また、改めて絵についての勉強も始め、本格的に創作活動をする為に、より良い環境に身を置きたいという想いが日々募っていったようだ。
都会の狭い家では絵を描く専用の部屋など持てる筈もない。
そんなある日、妻が発したのが冒頭の言葉である。
男は二つ返事で
「いいんじゃないかな、君がずっとやりたかったことなんでしょ?やったら良いよ。」
そう返事をする。
拍子抜けするほど簡単に言う男に向かい
「あ、いいのね。ありがとう。」
意外な面持ちのまま呟くように言う。
以前より、子供に手がかからなくなり、我々夫婦も歳を取ったらお互いに好きなことをして生きていこうと話し合っていた。
例えそれが物理的に離れることになってもだ。
つまり、男にとって妻の告白は青天の霹靂というものでもなく、いつかそうなるだろうとの予測は既についていた。
妻は友人や知人に少しずつその計画を打ち明けてゆく。
「いや、絶対ダメだよ。」
「夫婦は一緒にいなくちゃ。」
「それはどうなのかな。」
そんな言葉が返ってくるのは当然だろう。
謂わば別居なのだから。
仲が悪くての選択ならまだしも、円満別居は長いスパンで見れば別れをもたらす契機になると思うのも無理はない。

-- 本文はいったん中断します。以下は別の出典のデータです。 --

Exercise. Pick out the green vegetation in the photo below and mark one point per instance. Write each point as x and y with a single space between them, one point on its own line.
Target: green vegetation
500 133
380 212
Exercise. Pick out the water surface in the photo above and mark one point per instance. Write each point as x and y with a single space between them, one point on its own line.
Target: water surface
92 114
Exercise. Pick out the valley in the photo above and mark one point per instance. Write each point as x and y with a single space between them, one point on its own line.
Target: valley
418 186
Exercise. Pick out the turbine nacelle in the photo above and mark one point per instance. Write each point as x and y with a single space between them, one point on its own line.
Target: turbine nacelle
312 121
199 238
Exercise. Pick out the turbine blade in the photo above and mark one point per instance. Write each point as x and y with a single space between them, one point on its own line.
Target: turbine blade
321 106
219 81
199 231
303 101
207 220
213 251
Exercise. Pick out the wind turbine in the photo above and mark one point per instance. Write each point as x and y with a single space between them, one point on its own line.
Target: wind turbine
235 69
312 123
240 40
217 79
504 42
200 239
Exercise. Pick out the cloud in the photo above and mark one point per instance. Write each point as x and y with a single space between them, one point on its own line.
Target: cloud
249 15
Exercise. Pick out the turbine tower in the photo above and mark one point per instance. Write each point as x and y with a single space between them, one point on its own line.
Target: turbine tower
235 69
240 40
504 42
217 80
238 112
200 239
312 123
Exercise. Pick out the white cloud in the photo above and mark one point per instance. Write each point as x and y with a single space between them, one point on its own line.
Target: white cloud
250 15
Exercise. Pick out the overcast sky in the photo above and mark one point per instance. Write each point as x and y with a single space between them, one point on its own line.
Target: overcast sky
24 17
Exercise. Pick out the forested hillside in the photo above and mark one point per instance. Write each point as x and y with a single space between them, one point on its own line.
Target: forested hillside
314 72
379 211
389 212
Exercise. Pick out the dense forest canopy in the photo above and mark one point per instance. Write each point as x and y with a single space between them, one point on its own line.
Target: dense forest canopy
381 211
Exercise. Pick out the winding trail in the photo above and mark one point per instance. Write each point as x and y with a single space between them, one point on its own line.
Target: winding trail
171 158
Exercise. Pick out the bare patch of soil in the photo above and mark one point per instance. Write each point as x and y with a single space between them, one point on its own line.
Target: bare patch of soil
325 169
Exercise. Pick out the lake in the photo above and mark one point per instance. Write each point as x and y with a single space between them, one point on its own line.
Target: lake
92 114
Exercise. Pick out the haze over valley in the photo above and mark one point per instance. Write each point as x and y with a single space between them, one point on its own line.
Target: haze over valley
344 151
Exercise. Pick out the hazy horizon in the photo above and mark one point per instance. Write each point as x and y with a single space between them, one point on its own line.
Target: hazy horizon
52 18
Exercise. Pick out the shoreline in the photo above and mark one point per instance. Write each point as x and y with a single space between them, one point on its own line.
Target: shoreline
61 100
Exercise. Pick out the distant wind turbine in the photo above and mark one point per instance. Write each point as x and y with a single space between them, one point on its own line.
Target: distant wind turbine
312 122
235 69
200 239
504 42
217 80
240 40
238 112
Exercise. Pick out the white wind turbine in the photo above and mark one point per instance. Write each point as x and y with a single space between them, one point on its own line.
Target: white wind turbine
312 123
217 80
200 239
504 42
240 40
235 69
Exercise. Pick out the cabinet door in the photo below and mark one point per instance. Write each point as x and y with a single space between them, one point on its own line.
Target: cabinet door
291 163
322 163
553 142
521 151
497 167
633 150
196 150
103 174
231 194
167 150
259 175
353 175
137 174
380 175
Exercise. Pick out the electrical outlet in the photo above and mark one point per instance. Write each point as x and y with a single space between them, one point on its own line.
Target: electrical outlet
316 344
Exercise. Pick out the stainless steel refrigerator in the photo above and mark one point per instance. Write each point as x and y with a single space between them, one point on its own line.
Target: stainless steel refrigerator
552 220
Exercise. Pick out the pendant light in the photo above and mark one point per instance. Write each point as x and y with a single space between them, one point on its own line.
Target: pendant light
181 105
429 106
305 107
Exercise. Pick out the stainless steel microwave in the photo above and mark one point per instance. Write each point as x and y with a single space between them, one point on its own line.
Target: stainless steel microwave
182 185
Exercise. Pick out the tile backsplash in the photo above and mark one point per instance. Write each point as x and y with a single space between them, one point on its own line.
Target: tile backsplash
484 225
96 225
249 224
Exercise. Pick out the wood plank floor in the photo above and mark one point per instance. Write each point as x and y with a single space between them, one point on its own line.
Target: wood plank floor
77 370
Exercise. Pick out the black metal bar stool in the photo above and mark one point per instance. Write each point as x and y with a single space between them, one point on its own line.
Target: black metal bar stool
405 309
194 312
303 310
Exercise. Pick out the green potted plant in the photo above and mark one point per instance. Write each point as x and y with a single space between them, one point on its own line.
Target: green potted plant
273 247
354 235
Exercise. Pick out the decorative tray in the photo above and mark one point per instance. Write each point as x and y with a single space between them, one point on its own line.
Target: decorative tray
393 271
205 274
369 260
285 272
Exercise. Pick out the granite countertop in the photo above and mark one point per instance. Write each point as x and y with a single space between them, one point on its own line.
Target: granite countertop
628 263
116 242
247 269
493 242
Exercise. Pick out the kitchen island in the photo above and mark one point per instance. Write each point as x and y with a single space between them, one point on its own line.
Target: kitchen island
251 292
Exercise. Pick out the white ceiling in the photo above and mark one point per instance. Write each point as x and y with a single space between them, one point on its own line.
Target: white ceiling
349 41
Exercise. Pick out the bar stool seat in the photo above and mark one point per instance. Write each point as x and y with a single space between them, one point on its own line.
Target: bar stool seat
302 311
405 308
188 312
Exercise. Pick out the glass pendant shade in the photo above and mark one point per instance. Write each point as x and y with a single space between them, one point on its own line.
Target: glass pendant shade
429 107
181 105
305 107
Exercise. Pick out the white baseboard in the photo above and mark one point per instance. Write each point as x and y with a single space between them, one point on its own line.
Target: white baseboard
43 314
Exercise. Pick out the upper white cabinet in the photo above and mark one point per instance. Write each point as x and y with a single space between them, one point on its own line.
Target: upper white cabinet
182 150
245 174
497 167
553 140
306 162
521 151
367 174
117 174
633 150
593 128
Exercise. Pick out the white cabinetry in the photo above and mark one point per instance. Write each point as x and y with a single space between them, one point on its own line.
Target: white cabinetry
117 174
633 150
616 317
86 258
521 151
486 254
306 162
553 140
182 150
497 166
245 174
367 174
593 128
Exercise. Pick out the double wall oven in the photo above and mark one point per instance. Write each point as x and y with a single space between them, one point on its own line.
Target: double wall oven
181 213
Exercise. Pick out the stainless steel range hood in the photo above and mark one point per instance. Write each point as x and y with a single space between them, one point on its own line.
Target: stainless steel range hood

しかし妻はこうと決めたらどんどん事を進めてゆくタイプだ。
アトリエとなる住処を探し、準備を整え、引っ越しの日はあっという間にやって来た。
その日、男は仕事に行かなければならず、家を出る妻の見送りは出来ない。
特に感傷に浸ることもなく、お互い淡々と声を掛け合う。
「じゃあ、良い作品創ってね、楽しみにしてる。俺は俺でやりたかった事へ向かっているから。」
「ありがとう。頑張ってみる。」
そして妻は、日本一といわれる山を望むことのできる、とある山間の町の住人となった。
我々は互いを必要としなくなっているのだろうか。
そうかもしれない。
しかし、其々が自身で生活できる力があるということだ、ネガティブな話ではないだろう。
子供はとうに独立していて、数年前まで寝食を共にした家族が皆其々の生き方をし、別々の所に住むことになる。
家族にも様々なカタチがあるのだ。
そして新たな生活の始まり。
今度会うのはいつになるのだろう。
一☆一☆一☆一
あれから3週間が過ぎた。
イルミネーションに彩られた街はクリスマスの賑わいに溢れ、行き交う人々も皆足取り軽く、気温が下がってきたのとは裏腹に、心の温度が上がっているようにも見える。
総じて世の中は、新しくやってくる一年に希望を託し、また勢いよく年始のスタートを切るべく、疾走し始めたようだ。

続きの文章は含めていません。